Apesar disso, esses direitos são alvo de violações rotineiras por parte do Poder Legislativo, atualmente dominado por bancadas parlamentares que mais representam setores empresariais (bancadas da mineração, do agronegócio, das empreiteiras, dos bancos etc.) do que setores político-ideológicos. Como nos mostram as ofensivas parlamentares contra os direitos fundamentais dos povos indígenas, nossa jovem democracia ainda tem muito a se aperfeiçoar. Quando o Brasil passar a respeitar os direitos de grupos minoritários, como os povos indígenas, poderemos, enfim, celebrar a existência de um verdadeiro e pleno Estado Democrático de Direito.

(outubro, 2016)

NOTAS

¹ Tal como decidido em diversas oportunidades pelo Supremo Tribunal Federal. Como exemplo, vide: Supremo Tribunal Federal. 1.a Turma. Recurso Extraordinário n.o 183.188/MS. Relator: Ministro Celso de Mello. D.J. 14.02.1997.

² Supremo Tribunal Federal. Decisão monocrática. Medida Cautelar em Mandado de Segurança n.o 32.262/DF. Relator: Ministro Luís Roberto Barroso.
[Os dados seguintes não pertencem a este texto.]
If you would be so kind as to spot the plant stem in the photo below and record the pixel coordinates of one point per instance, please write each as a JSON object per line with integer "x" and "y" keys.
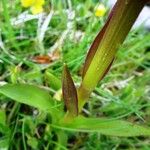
{"x": 124, "y": 15}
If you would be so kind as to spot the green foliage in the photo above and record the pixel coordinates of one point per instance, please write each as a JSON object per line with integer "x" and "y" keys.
{"x": 28, "y": 94}
{"x": 31, "y": 117}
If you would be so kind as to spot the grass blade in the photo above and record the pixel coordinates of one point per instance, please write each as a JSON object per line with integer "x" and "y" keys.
{"x": 69, "y": 93}
{"x": 28, "y": 94}
{"x": 106, "y": 127}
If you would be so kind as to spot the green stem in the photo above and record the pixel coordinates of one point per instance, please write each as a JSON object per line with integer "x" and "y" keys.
{"x": 123, "y": 17}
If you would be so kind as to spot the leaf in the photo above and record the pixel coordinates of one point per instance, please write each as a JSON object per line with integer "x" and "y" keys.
{"x": 105, "y": 126}
{"x": 28, "y": 94}
{"x": 95, "y": 44}
{"x": 69, "y": 93}
{"x": 52, "y": 80}
{"x": 2, "y": 117}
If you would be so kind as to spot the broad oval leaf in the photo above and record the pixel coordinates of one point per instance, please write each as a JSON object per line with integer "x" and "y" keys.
{"x": 28, "y": 94}
{"x": 105, "y": 126}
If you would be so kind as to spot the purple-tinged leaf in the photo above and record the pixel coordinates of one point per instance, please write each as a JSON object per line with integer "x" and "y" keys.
{"x": 69, "y": 93}
{"x": 95, "y": 44}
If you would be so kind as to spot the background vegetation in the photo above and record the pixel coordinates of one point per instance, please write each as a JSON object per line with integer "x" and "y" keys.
{"x": 123, "y": 93}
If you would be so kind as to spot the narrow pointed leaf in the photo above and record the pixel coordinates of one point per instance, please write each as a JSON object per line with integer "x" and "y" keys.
{"x": 28, "y": 94}
{"x": 95, "y": 44}
{"x": 69, "y": 93}
{"x": 106, "y": 127}
{"x": 106, "y": 44}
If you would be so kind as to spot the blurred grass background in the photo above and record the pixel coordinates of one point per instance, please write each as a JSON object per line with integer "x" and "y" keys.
{"x": 124, "y": 92}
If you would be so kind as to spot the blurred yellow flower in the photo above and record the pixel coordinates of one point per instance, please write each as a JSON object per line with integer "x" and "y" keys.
{"x": 36, "y": 5}
{"x": 100, "y": 10}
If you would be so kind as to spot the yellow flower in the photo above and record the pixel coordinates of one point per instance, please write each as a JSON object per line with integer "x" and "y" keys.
{"x": 36, "y": 5}
{"x": 100, "y": 10}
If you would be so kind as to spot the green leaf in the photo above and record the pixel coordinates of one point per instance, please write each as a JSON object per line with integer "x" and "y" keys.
{"x": 105, "y": 126}
{"x": 69, "y": 93}
{"x": 2, "y": 117}
{"x": 53, "y": 81}
{"x": 28, "y": 94}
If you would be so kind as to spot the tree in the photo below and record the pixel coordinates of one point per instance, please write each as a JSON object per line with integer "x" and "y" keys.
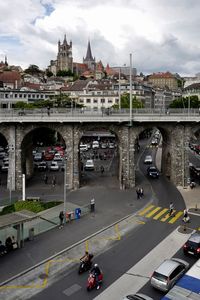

D.J. 24.09.2013.

³ Disponível em: <http://www.socioambiental.org/pt-br/noticiassocioambientais/numero-de-senadores-contra-a-proposta-deemenda-constitucional-215-ja-chega-a-48>.

4 BRANCO, Paulo Gustavo Gonet. “Aspectos de Teoria Geral dos Direitos Fundamentais.” In: MENDES, Gilmar Ferreira; COELHO, Inocêncio Mártires; BRANCO, Paulo Gustavo Gonet. (Coords.) Hermenêutica Constitucional e Direitos Fundamentais. Brasília: Brasília Jurídica, 2000. p. 104.

5 ABBOUD, Georges. “O mito da supremacia do interesse público sobre privado. A dimensão constitucional dos direitos fundamentais e os requisitos necessários para se autorizar restrição a direitos fundamentais.” In: Revista dos Tribunais, 2011, n.o 907, p. 95/97.